All expectations that tightening signals by BoC and RBA would push the world’s biggest monetary policy actors to accelerate their own timelines for rate hikes ran into a wall with the U. S. Federal Reserve and European Central Bank saying they would not hike interest rates so fast.
Rate futures and bond markets on both sides of the Atlantic had been repricing for an earlier rate hike liftoff by the Fed and ECB over the last month in the face of an inflation impacted economic scene that is not heeding to policymakers’ transitory chorus.

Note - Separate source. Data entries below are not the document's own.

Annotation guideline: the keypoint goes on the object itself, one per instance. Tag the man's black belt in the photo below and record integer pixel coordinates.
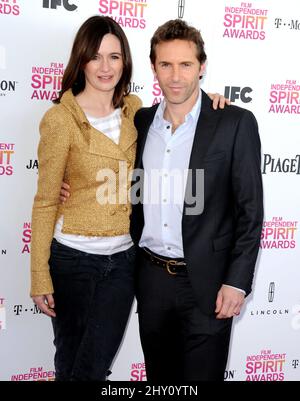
(173, 266)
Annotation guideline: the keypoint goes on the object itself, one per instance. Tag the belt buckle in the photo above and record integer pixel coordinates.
(171, 263)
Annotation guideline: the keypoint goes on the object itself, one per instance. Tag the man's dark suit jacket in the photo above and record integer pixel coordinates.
(221, 244)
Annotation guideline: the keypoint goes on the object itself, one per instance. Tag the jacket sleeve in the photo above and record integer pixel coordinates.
(53, 152)
(248, 203)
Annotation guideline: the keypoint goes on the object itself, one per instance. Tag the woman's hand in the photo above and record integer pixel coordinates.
(45, 303)
(219, 101)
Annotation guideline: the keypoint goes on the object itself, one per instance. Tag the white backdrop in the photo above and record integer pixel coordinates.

ECB President Christine Lagarde signaled in no uncertain terms on Wednesday, hours before her U.S. Fed Chair Jerome Powell, was set to unveil his bank’s first step toward a post-pandemic policy.
“In our forward guidance on interest rates, we have clearly articulated the three conditions that need to be satisfied before rates will start to rise,” Lagarde told an event in Lisbon.
“Despite the current inflation surge, the outlook for inflation over the medium term remains subdued, and thus these three conditions are very unlikely to be satisfied next year”, she added.
Investors, until now cool to Lagarde’s previous soft-sell pushback on the matter, heeded, and pricing for the ECB’s next move, a 10 basis point increase, was pushed back from next October to December 2022.
Powell reinforced what Fed officials maintain is a clear distinction between the long anticipated taper of the Fed’s $120 billion a month of bond purchases to zero by mid-2022, announced as expected on Wednesday, and future rate hikes. His remarks at his post-meeting news conference signaled that Fed would stay patient and opted to await more job growth, before raising interest rates.